Virgen de los deportistas
LA MATERNIDAD DIVINA DE MARÍA Y LA SAGRADA ESCRITURA

a. Según Gal 4,4 nos dice: «Cuando llegó la plenitud de los tiempos envió Dios a su Hijo, nacido de mujer». La fórmula teológica «envió Dios a su Hijo» alude a la preexistencia del Hijo que es enviado al mundo por el Padre; la fórmula considera, por tanto, al Hijo en su existencia divina. Ese Dios – Hijo es el término de la acción generativa de la mujer «nacido de mujer».

b. En Rom 9, 5 se dice: «de los cuales (los israelitas), procede) Cristo según la carne, que es sobre todas las cosas Dios bendito por los siglos».Si, como casi todos los autores católicos sostienen, hay que referir esta afirmación a Cristo; el texto afirma: Cristo, que es Dios, procede de los israelitas según la carne; con otras palabras: el mismo Cristo, que es Dios, es engendrado según la carne, de los israelitas, lo que históricamente es decir de María; Cristo – Dios es engendrado de María

c. En Lc 1 35: «El Espíritu Santo vendrá sobre ti y el poder del altísimo te cubrirá con su sombra.
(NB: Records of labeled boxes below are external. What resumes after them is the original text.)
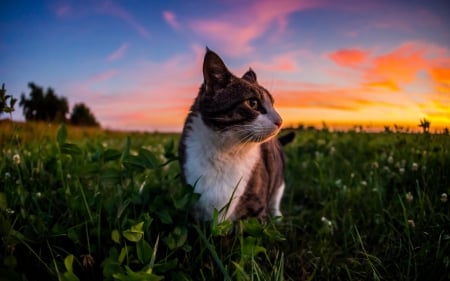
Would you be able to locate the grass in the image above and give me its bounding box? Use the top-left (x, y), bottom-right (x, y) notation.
top-left (0, 119), bottom-right (450, 280)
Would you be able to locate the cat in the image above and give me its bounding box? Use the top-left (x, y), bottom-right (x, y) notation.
top-left (178, 48), bottom-right (292, 221)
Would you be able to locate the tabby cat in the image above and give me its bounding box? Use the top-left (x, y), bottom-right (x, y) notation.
top-left (179, 49), bottom-right (285, 221)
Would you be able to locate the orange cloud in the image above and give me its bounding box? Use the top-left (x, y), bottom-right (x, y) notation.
top-left (365, 44), bottom-right (429, 83)
top-left (364, 80), bottom-right (400, 92)
top-left (329, 49), bottom-right (370, 67)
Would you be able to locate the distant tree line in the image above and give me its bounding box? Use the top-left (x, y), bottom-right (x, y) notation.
top-left (19, 82), bottom-right (100, 127)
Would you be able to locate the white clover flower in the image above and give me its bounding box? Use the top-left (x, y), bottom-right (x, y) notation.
top-left (441, 192), bottom-right (447, 203)
top-left (330, 146), bottom-right (336, 155)
top-left (388, 155), bottom-right (394, 164)
top-left (405, 192), bottom-right (414, 202)
top-left (13, 154), bottom-right (20, 165)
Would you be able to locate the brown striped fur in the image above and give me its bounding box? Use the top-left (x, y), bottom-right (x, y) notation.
top-left (179, 50), bottom-right (284, 220)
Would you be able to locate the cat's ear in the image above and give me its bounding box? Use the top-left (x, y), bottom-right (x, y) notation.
top-left (203, 48), bottom-right (232, 91)
top-left (242, 68), bottom-right (257, 83)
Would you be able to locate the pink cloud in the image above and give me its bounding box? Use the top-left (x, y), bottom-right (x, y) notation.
top-left (96, 0), bottom-right (150, 38)
top-left (107, 43), bottom-right (129, 61)
top-left (88, 69), bottom-right (119, 84)
top-left (163, 11), bottom-right (181, 30)
top-left (189, 0), bottom-right (321, 55)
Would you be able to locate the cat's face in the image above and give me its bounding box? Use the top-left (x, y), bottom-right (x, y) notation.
top-left (197, 50), bottom-right (282, 143)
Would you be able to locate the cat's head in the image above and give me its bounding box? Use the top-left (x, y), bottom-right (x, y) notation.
top-left (196, 49), bottom-right (282, 142)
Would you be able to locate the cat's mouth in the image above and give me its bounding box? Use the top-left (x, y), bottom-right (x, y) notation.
top-left (241, 125), bottom-right (281, 143)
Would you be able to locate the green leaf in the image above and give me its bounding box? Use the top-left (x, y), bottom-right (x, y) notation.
top-left (117, 246), bottom-right (131, 264)
top-left (139, 148), bottom-right (159, 169)
top-left (64, 255), bottom-right (74, 272)
top-left (241, 236), bottom-right (266, 259)
top-left (103, 149), bottom-right (122, 162)
top-left (111, 229), bottom-right (120, 244)
top-left (61, 271), bottom-right (80, 281)
top-left (211, 220), bottom-right (233, 236)
top-left (167, 226), bottom-right (188, 250)
top-left (56, 123), bottom-right (67, 145)
top-left (100, 168), bottom-right (122, 185)
top-left (122, 154), bottom-right (145, 171)
top-left (242, 218), bottom-right (264, 237)
top-left (60, 143), bottom-right (82, 155)
top-left (113, 266), bottom-right (164, 281)
top-left (156, 209), bottom-right (173, 224)
top-left (122, 222), bottom-right (144, 242)
top-left (136, 239), bottom-right (153, 264)
top-left (0, 192), bottom-right (8, 210)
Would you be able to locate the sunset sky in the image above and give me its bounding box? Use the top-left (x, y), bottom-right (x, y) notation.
top-left (0, 0), bottom-right (450, 131)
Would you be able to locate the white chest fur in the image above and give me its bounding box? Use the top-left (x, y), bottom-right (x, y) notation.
top-left (183, 115), bottom-right (260, 220)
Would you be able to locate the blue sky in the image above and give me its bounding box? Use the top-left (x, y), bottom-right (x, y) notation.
top-left (0, 0), bottom-right (450, 131)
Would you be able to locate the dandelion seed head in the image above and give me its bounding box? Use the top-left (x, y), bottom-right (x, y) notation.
top-left (441, 192), bottom-right (447, 203)
top-left (13, 154), bottom-right (20, 165)
top-left (405, 192), bottom-right (414, 202)
top-left (388, 155), bottom-right (394, 164)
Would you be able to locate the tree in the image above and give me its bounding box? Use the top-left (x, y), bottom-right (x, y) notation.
top-left (70, 103), bottom-right (100, 127)
top-left (419, 118), bottom-right (431, 134)
top-left (19, 82), bottom-right (69, 122)
top-left (0, 84), bottom-right (17, 115)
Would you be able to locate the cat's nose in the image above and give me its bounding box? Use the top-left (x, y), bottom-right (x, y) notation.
top-left (273, 113), bottom-right (283, 127)
top-left (273, 118), bottom-right (283, 127)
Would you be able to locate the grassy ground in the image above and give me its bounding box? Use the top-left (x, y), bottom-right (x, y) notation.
top-left (0, 122), bottom-right (450, 280)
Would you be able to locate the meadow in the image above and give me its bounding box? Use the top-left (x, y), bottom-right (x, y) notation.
top-left (0, 122), bottom-right (450, 281)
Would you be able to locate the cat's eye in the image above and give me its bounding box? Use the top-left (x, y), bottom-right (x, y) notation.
top-left (245, 99), bottom-right (259, 110)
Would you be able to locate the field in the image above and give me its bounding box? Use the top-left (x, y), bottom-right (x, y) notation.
top-left (0, 122), bottom-right (450, 281)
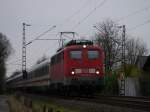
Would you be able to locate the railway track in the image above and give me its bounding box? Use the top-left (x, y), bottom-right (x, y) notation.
top-left (20, 95), bottom-right (150, 112)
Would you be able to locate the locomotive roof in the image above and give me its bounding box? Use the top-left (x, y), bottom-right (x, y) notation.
top-left (57, 40), bottom-right (93, 52)
top-left (28, 60), bottom-right (50, 72)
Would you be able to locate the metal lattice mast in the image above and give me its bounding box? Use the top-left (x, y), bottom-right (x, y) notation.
top-left (22, 23), bottom-right (31, 78)
top-left (22, 23), bottom-right (26, 73)
top-left (120, 25), bottom-right (126, 96)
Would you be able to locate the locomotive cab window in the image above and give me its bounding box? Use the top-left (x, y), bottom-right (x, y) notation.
top-left (88, 50), bottom-right (99, 59)
top-left (70, 50), bottom-right (82, 59)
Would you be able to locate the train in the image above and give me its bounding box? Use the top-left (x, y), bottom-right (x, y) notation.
top-left (6, 40), bottom-right (105, 92)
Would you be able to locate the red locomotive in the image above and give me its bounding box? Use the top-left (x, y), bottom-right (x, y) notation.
top-left (7, 40), bottom-right (104, 93)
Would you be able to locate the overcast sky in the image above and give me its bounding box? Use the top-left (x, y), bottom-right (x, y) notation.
top-left (0, 0), bottom-right (150, 76)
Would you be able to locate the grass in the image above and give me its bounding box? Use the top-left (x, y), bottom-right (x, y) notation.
top-left (8, 95), bottom-right (79, 112)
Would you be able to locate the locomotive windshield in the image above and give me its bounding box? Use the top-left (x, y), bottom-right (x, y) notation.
top-left (70, 50), bottom-right (82, 59)
top-left (88, 50), bottom-right (99, 59)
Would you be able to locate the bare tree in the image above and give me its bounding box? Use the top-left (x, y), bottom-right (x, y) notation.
top-left (92, 19), bottom-right (148, 70)
top-left (95, 19), bottom-right (122, 70)
top-left (126, 36), bottom-right (148, 65)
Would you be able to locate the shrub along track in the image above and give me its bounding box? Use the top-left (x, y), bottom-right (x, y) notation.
top-left (19, 94), bottom-right (150, 112)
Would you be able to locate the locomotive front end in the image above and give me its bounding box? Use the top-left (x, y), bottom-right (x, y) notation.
top-left (64, 40), bottom-right (104, 87)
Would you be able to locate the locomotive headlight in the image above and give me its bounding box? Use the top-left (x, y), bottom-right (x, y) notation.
top-left (96, 70), bottom-right (99, 75)
top-left (83, 45), bottom-right (86, 48)
top-left (71, 71), bottom-right (75, 75)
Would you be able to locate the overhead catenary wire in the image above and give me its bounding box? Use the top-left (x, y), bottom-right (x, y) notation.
top-left (72, 0), bottom-right (107, 30)
top-left (26, 25), bottom-right (56, 45)
top-left (128, 20), bottom-right (150, 31)
top-left (60, 0), bottom-right (91, 26)
top-left (117, 6), bottom-right (150, 21)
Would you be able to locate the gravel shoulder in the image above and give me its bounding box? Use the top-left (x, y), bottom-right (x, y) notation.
top-left (0, 95), bottom-right (9, 112)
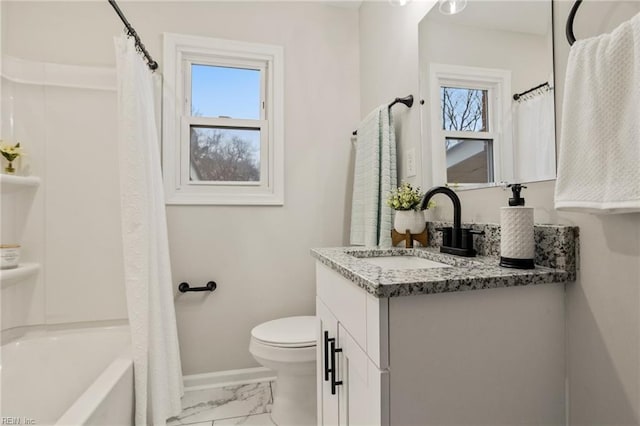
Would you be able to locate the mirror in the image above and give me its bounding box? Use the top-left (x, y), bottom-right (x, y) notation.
top-left (419, 0), bottom-right (556, 189)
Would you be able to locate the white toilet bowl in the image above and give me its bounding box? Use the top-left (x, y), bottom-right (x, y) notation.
top-left (249, 317), bottom-right (317, 426)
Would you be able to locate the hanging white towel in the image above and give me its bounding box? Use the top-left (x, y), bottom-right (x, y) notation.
top-left (350, 105), bottom-right (397, 247)
top-left (513, 90), bottom-right (556, 182)
top-left (555, 14), bottom-right (640, 213)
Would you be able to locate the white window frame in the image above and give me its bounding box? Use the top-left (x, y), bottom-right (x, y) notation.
top-left (429, 64), bottom-right (513, 189)
top-left (162, 33), bottom-right (284, 205)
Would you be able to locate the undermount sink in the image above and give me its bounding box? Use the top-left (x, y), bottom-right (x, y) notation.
top-left (362, 256), bottom-right (451, 269)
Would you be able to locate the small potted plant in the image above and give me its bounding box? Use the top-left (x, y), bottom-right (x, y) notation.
top-left (387, 182), bottom-right (432, 234)
top-left (0, 140), bottom-right (24, 175)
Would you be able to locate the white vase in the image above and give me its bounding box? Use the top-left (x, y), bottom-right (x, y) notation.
top-left (393, 210), bottom-right (427, 234)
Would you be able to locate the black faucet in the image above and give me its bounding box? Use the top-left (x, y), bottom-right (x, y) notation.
top-left (420, 186), bottom-right (484, 257)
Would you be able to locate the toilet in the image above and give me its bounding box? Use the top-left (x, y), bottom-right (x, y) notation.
top-left (249, 316), bottom-right (317, 426)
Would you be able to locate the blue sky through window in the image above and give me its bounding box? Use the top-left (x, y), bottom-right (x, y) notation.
top-left (191, 64), bottom-right (260, 120)
top-left (191, 64), bottom-right (261, 173)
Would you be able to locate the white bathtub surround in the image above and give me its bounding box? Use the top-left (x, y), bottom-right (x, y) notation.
top-left (555, 14), bottom-right (640, 213)
top-left (167, 382), bottom-right (274, 426)
top-left (115, 36), bottom-right (183, 425)
top-left (350, 104), bottom-right (397, 247)
top-left (2, 326), bottom-right (133, 425)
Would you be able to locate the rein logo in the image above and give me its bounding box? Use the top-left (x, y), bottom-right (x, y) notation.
top-left (0, 417), bottom-right (36, 425)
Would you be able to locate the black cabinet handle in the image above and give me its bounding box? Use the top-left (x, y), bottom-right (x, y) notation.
top-left (324, 331), bottom-right (335, 382)
top-left (331, 339), bottom-right (342, 395)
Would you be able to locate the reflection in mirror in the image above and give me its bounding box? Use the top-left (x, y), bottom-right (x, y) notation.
top-left (419, 0), bottom-right (555, 189)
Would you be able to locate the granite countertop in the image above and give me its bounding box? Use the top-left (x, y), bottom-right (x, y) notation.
top-left (311, 247), bottom-right (575, 297)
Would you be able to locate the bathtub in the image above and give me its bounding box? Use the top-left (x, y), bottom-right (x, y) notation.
top-left (0, 326), bottom-right (134, 426)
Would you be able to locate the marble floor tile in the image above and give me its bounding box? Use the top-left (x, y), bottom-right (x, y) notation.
top-left (213, 413), bottom-right (275, 426)
top-left (167, 382), bottom-right (273, 426)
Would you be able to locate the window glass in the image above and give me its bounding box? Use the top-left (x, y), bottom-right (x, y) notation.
top-left (189, 126), bottom-right (260, 182)
top-left (191, 64), bottom-right (261, 120)
top-left (440, 86), bottom-right (489, 132)
top-left (445, 138), bottom-right (494, 184)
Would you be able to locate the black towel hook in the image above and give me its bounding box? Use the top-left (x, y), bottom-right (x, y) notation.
top-left (178, 281), bottom-right (218, 293)
top-left (566, 0), bottom-right (582, 46)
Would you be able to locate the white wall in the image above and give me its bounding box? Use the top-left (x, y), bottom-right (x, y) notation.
top-left (360, 1), bottom-right (434, 185)
top-left (360, 1), bottom-right (640, 425)
top-left (3, 1), bottom-right (359, 374)
top-left (419, 18), bottom-right (553, 93)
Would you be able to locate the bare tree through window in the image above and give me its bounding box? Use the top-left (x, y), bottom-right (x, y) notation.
top-left (190, 127), bottom-right (260, 182)
top-left (440, 87), bottom-right (488, 146)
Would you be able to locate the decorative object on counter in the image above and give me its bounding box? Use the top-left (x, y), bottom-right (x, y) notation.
top-left (391, 228), bottom-right (428, 248)
top-left (387, 182), bottom-right (433, 248)
top-left (178, 281), bottom-right (218, 293)
top-left (0, 244), bottom-right (20, 269)
top-left (0, 140), bottom-right (24, 175)
top-left (500, 183), bottom-right (535, 269)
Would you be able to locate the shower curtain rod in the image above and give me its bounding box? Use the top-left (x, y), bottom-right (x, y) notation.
top-left (513, 81), bottom-right (551, 101)
top-left (351, 95), bottom-right (413, 136)
top-left (108, 0), bottom-right (158, 71)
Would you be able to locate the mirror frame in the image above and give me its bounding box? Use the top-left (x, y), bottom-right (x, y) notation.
top-left (418, 0), bottom-right (559, 191)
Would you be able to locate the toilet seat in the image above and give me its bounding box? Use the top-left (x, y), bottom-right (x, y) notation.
top-left (251, 316), bottom-right (316, 348)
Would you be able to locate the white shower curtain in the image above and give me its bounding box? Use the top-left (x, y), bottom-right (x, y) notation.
top-left (513, 90), bottom-right (556, 182)
top-left (114, 35), bottom-right (183, 426)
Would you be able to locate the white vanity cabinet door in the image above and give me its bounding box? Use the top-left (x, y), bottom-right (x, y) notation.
top-left (316, 297), bottom-right (338, 426)
top-left (337, 324), bottom-right (389, 426)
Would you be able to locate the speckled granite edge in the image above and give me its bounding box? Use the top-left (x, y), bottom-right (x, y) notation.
top-left (311, 222), bottom-right (578, 297)
top-left (427, 222), bottom-right (580, 281)
top-left (311, 247), bottom-right (569, 297)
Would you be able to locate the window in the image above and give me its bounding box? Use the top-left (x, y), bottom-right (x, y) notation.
top-left (440, 86), bottom-right (494, 184)
top-left (163, 34), bottom-right (284, 205)
top-left (430, 64), bottom-right (513, 187)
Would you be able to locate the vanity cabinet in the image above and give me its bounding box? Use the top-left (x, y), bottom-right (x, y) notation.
top-left (316, 298), bottom-right (389, 425)
top-left (316, 261), bottom-right (565, 426)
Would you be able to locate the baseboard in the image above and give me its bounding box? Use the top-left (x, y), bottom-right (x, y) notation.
top-left (183, 367), bottom-right (276, 392)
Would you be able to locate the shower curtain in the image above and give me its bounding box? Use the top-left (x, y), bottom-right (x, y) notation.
top-left (513, 90), bottom-right (556, 182)
top-left (115, 35), bottom-right (183, 426)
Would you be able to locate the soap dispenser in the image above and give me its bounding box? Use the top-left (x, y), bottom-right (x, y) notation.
top-left (500, 183), bottom-right (535, 269)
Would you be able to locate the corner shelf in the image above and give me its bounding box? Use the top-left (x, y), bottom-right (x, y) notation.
top-left (0, 174), bottom-right (40, 194)
top-left (0, 263), bottom-right (40, 288)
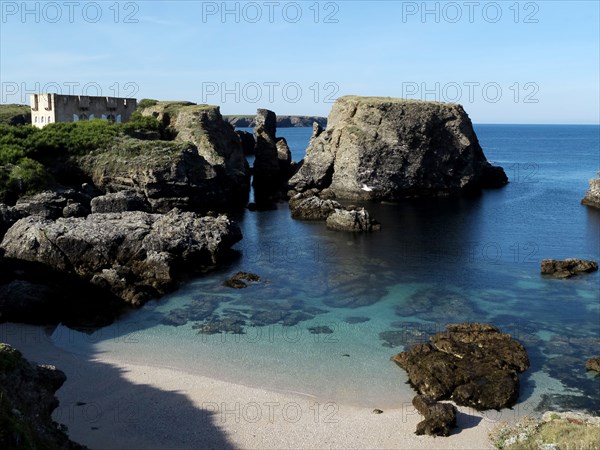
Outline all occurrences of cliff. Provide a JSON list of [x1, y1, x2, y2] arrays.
[[0, 343, 85, 449], [290, 96, 508, 201], [581, 177, 600, 209], [223, 115, 327, 128]]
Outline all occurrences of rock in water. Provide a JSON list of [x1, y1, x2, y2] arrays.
[[289, 96, 508, 201], [581, 177, 600, 209], [393, 323, 529, 410], [252, 109, 292, 201], [327, 208, 381, 232], [0, 343, 85, 449], [412, 395, 456, 436], [541, 258, 598, 278], [585, 356, 600, 374], [0, 210, 242, 304]]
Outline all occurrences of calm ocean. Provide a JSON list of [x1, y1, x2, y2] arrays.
[[53, 125, 600, 414]]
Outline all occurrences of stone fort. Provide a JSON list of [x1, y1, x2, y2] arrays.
[[30, 94, 137, 128]]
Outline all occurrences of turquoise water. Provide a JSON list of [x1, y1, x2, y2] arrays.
[[53, 125, 600, 413]]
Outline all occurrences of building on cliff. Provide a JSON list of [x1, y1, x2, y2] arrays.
[[30, 94, 137, 128]]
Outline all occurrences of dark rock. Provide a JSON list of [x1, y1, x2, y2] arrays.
[[14, 189, 90, 220], [393, 323, 529, 410], [224, 116, 327, 128], [0, 210, 242, 304], [78, 102, 250, 212], [541, 258, 598, 278], [585, 356, 600, 374], [223, 272, 260, 289], [344, 316, 371, 324], [289, 96, 506, 201], [412, 395, 456, 436], [308, 325, 333, 334], [236, 130, 256, 156], [91, 191, 151, 214], [0, 203, 25, 242], [581, 177, 600, 209], [327, 208, 381, 233], [289, 192, 342, 220], [0, 344, 85, 449], [252, 109, 292, 201]]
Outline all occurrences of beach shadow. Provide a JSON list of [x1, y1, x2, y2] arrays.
[[0, 324, 237, 450], [450, 411, 483, 435]]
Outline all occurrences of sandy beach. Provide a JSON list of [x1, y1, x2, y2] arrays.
[[0, 324, 512, 449]]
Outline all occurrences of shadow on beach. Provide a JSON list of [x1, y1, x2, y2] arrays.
[[0, 323, 234, 449]]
Por eso, lo que nacerá será llamado santo, Hijo de Dios». No hay la menor duda de que el Verbo será llamado Hijo de Dios. Y cuando anuncia que el Espíritu Santo vendrá sobre ti alude a la fuerza divina que va a realizar la concepción milagrosa, y también alude a que el seno de María se va a convertir en tabernáculo de Dios por la presencia misma del mismo Dios, de la que el signo de nube que cubre, por eso lo que nacerá de María será el Hijo de Dios en sentido estricto.

d.- San Juan nos dice en su prólogo del Evangelio, Jn 1,14 que: «El Verbo se hizo carne y puso su Morada entre nosotros, y hemos contemplado su gloria, gloria que recibe del Padre como Hijo Único». No nombra a la virgen María, pero dados los otros datos revelados de Lucas y de S. Pablo se sabe que fue María la que concibió en su seno al Verbo, este se hizo hombre y puso su Morada entre nosotros. Y en Jn 3, 16-17, dice: «Porque tanto amó Dios al mundo que envió a su Hijo único, para que todo el que crea en él no perezca, sino que tenga vida eterna. Porque Dios no ha enviado a su Hijo al mundo para juzgar al mundo sino para que el mundo se salve por él».